Minimal rain in the last few months has allowed crews working on the Crosstown Parkway’s extension to pick up the pace. Short of a catastrophic event – like a major hurricane – the extension is expected to be ready for drivers by Fall 2019.
“Frankly, we’re tired of (hurricanes),” said project administrator George Denti, who is working with Target Engineering and Cardno Engineering to coordinate the project.
Work has shifted from the west to the east. Denti explained that the first wave of work was done on the west side and went a little more than halfway into the river. Now, work is being done on the east side (from U.S. 1) and is expected to connect mid-river. “If it doesn’t, this is my last interview,” Denti said with a chuckle.
Two-thirds of the pilings are done; those are the vertical support structures for the extension. There are 31 spans, of which more than half are capped with beams and girders. And, at least six decks have been poured.
Decks – in road construction speak – are the actual part of the roadway drivers travel on. They are what pulls all the other components together.

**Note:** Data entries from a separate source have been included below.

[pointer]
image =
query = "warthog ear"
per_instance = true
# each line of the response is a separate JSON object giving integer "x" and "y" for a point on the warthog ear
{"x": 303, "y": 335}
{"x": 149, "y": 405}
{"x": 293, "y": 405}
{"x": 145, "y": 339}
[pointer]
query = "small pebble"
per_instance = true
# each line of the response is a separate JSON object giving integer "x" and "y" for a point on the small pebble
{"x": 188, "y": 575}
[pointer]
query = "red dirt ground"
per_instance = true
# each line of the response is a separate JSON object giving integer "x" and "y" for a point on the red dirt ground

It takes about a week to pour each one given the amount of time each needs to cure and dry. Denti said all the decks should be poured in the next six months. Before that, the rest of the beams and pilings need to be connected; that should take another three or four months. “That comes together pretty quickly,” Denti said.
It was slow-going getting the project started, he said, explaining that there is always a learning curve – no matter how many of these projects have been done before.
“Each bridge is unique,” he said, and every crew is different.
The project has gone from “controlled chaos to a finely oiled machine,” Denti said.
Residents living on the west side of the project have probably noticed the quiet has returned. With the pile-driving part of the project complete on their side, the noise is gone. “It was kind of intrusive,” Denti said, adding that crews were not allowed to pile-drive on Saturday when they were working on the west end. However, now that they’ve moved to the east end, where there is scant residential development, they are allowed to pile-drive on Saturdays.
Doing so will allow crews to make up time due to any weather delays as well as help get ahead of schedule.
Denti said drivers will notice a significant amount of additional activity on the U.S. 1 side of the project as crews are laying drainage and utilities in the area. The west side doesn’t have the visibility, but it will once the project is done.
“It would be a shock,” Denti said, for anyone to see what’s been done on the west side.
From the water, boaters have been able to watch the progress. For a spell, the area was closed to boats taller than 6 feet, which caused some grumbling from boaters who didn’t realize the restrictions were in place until they were told to turn back.
“We’re back in their good graces,” Denti said of the boaters, now that the vertical restriction is removed.